A Living Internet of Things
by A.J. Kleber
It’s part manifesto, part classification system: a pair of BU ECE faculty have published a review & vision paper in Nature Biotechnology aimed at introducing and describing what they’ve termed Cyber-Secure Biological Systems, or “a new class of living bioelectronic devices,” which they see as a key component for future research across multiple disciplines. They hope to encourage an organized collaborative effort to push the advancement of these devices and realize their many potential applications.
Convergent thinkers–and doers
Professors Rabia Yazicigil and Douglas Densmore each have considerable experience with interdisciplinary research collaborations, both separately and as an established team. A microelectronics specialist and an automation and fabrication pioneer, respectively, both have formed strong ties in biomedical and environmental domains. Professor Yazicigil has broken new ground with her work on miniaturized, ultra-low-power microchips for ingestible medical monitoring technology, while Professor Densmore has designed microfluidic platforms for studying engineered bacterial communities, and developed a computer-aided design (CAD) program for use in the design of new microorganisms. Together, they’ve collaborated on projects aimed at developing smart biosensors and better bioreactors for biomanufacturing.
What are Cyber-Secure Biological Systems?
In their paper, “Improving engineered biological systems with electronics and microfluidics,” Densmore and Yazicigil discuss an emerging class of devices which integrate electronics, microfluidics, and engineered biological components (such as microbes) to accomplish a variety of tasks related to “biological environments.” Their purpose may be for observation and reporting, sensing changes and measuring impacts, or acting more directly on such environments, whether in the lab, or in the field. Per the authors, the integration of these different technologies provides a unique set of combined strengths which enhance functionality and provides ever-greater insight into the complex biological processes which underpin our world. These biological processes are likely the key to some of the most urgent problems our society, and indeed our species, now face.
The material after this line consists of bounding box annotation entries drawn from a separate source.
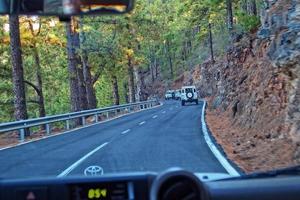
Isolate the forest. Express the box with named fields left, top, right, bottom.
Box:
left=0, top=0, right=266, bottom=123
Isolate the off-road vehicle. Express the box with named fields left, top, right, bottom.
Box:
left=181, top=86, right=199, bottom=106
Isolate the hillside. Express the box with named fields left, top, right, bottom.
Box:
left=152, top=0, right=300, bottom=172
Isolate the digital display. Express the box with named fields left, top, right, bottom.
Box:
left=69, top=182, right=129, bottom=200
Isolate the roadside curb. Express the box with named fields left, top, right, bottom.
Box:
left=201, top=100, right=243, bottom=176
left=0, top=102, right=163, bottom=151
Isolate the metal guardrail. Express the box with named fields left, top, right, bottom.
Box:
left=0, top=100, right=159, bottom=142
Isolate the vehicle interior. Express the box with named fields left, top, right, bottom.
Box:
left=0, top=0, right=300, bottom=200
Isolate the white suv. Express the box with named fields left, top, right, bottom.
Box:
left=165, top=90, right=174, bottom=100
left=181, top=86, right=199, bottom=106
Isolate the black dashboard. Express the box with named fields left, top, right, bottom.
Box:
left=0, top=169, right=300, bottom=200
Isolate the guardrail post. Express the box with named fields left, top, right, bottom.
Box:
left=66, top=120, right=70, bottom=130
left=81, top=117, right=85, bottom=126
left=46, top=124, right=50, bottom=135
left=19, top=128, right=25, bottom=142
left=95, top=114, right=98, bottom=123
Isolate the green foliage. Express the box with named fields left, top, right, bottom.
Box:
left=0, top=0, right=261, bottom=122
left=236, top=11, right=260, bottom=32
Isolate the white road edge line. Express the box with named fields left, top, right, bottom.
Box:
left=0, top=102, right=164, bottom=151
left=57, top=142, right=108, bottom=177
left=201, top=100, right=240, bottom=176
left=121, top=129, right=130, bottom=135
left=139, top=121, right=146, bottom=126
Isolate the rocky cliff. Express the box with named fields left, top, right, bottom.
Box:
left=193, top=0, right=300, bottom=172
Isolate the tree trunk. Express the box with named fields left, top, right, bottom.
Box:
left=150, top=60, right=155, bottom=83
left=240, top=0, right=248, bottom=13
left=166, top=40, right=174, bottom=78
left=134, top=67, right=142, bottom=101
left=123, top=81, right=129, bottom=103
left=9, top=15, right=29, bottom=130
left=82, top=52, right=97, bottom=109
left=77, top=65, right=88, bottom=110
left=111, top=74, right=120, bottom=105
left=154, top=58, right=158, bottom=78
left=79, top=16, right=97, bottom=109
left=247, top=0, right=257, bottom=16
left=208, top=23, right=215, bottom=63
left=33, top=46, right=46, bottom=121
left=66, top=20, right=80, bottom=112
left=128, top=57, right=136, bottom=103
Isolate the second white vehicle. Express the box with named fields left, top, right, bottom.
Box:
left=181, top=86, right=199, bottom=106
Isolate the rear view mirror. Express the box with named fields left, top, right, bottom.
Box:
left=0, top=0, right=133, bottom=16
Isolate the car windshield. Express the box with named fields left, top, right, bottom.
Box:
left=185, top=88, right=193, bottom=93
left=0, top=0, right=300, bottom=179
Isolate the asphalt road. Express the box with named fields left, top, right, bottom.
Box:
left=0, top=101, right=226, bottom=178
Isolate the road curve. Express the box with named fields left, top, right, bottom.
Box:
left=0, top=101, right=226, bottom=178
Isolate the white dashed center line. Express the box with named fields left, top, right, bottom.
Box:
left=139, top=121, right=146, bottom=126
left=57, top=142, right=109, bottom=177
left=121, top=129, right=130, bottom=135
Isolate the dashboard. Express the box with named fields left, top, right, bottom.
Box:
left=0, top=169, right=300, bottom=200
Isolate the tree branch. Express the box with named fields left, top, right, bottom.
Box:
left=24, top=80, right=41, bottom=96
left=92, top=66, right=103, bottom=85
left=27, top=99, right=40, bottom=104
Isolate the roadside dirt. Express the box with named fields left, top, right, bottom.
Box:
left=206, top=97, right=296, bottom=173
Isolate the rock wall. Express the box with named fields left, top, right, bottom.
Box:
left=194, top=0, right=300, bottom=171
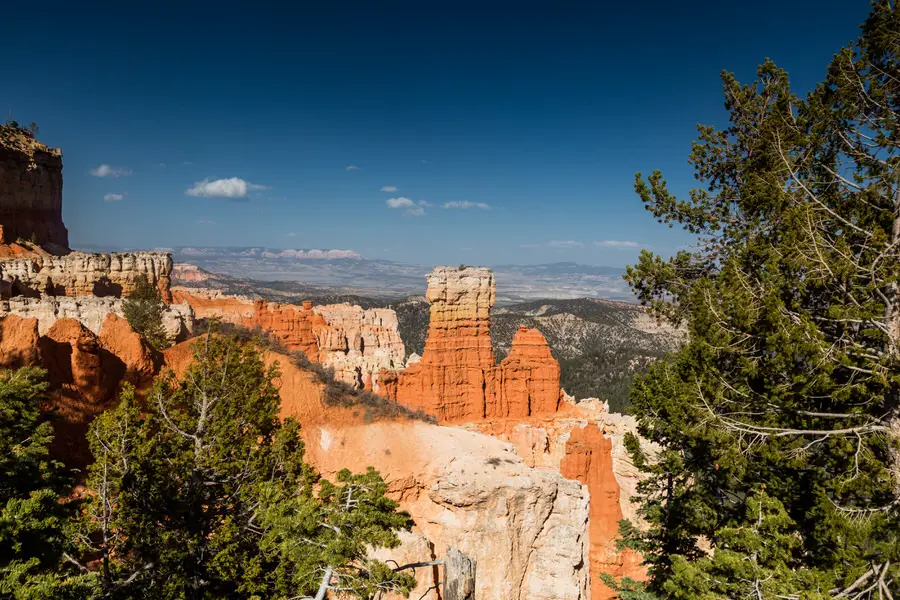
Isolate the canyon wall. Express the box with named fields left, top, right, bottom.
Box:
left=172, top=288, right=406, bottom=391
left=0, top=125, right=69, bottom=248
left=381, top=267, right=644, bottom=600
left=0, top=252, right=172, bottom=302
left=164, top=342, right=590, bottom=600
left=0, top=296, right=194, bottom=342
left=382, top=267, right=560, bottom=422
left=0, top=315, right=161, bottom=469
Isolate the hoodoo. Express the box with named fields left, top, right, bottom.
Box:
left=382, top=267, right=560, bottom=422
left=381, top=267, right=644, bottom=600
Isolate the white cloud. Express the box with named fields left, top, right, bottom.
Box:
left=262, top=249, right=362, bottom=260
left=594, top=240, right=640, bottom=248
left=385, top=196, right=431, bottom=217
left=91, top=163, right=131, bottom=177
left=443, top=200, right=491, bottom=210
left=184, top=177, right=269, bottom=199
left=385, top=196, right=416, bottom=208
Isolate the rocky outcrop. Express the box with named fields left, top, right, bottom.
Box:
left=304, top=422, right=588, bottom=600
left=100, top=312, right=162, bottom=387
left=464, top=400, right=645, bottom=600
left=164, top=342, right=589, bottom=600
left=0, top=295, right=194, bottom=342
left=381, top=267, right=644, bottom=600
left=172, top=263, right=211, bottom=285
left=0, top=125, right=69, bottom=248
left=0, top=252, right=172, bottom=302
left=313, top=303, right=406, bottom=392
left=250, top=300, right=325, bottom=361
left=0, top=315, right=40, bottom=369
left=172, top=288, right=406, bottom=391
left=382, top=267, right=560, bottom=422
left=39, top=319, right=125, bottom=468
The paper lays out the advantages and weaknesses of electronic, biological and microfluidic components, considers performance trade-offs and design options, and imagines a broad array of potential applications for everything from personalized healthcare to smart agriculture. The authors propose a system of standardized categorization based on 24 years of research across disciplines, grouped by combinations of components, level of integration and customization, and scale. They also highlight key challenges to address, and issue an open call for collaboration, contributions, and participation from colleagues from diverse fields, with an emphasis on practical design and experimentation.
An invitation to innovate
To facilitate this participation, Yazicigil and Densmore have launched a unique online resource: an interactive website designed to “dynamically visualize emerging trends,” which they term a Living Roadmap. The site features a curated collection of relevant research papers, a submission form for interested colleagues to add to the growing body of work, infographics and other resources; all designed to encourage future contributions and new insights.
They’re putting out the call: the hybrid technology of the future is coming, and it needs bright minds from a diverse set of backgrounds and disciplines to make it a reality. Will you answer?
Professor Douglas Densmore is the director of the Cross-disciplinary Integration of Design Automation Research (CIDAR) group, with a research focus on developing tools for the specification, design, assembly, and testing of synthetic biological systems. He is an AIMBE Fellow, a Tegan Family Distinguished Faculty Fellow, a Senior Member of IEEE and ACM, and a 2013 NSF CAREER Award recipient, among other honors, and has co-founded three commercial synthetic biology-based companies in the Boston area. He is also the founder of STEM Pathways, an organization dedicated to student mentorship and outreach.
Professor Rabia Yazicigil leads the Wireless Integrated Systems and Extreme Circuits (WISE-Circuits) Laboratory, with domain-spanning research including integrated circuits and chip design, biosensing architectures, wireless communications systems, and physical-layer security. She is the recent recipient of a $6M collaborative grant from the Northeast Microelectronics Coalition (NEMC) Hub to develop universal data decoding chips, and an NSF CAREER Award in support of her ongoing work on secure miniaturized bio-electronic sensors designed to monitor the human GI tract from the inside, in real time.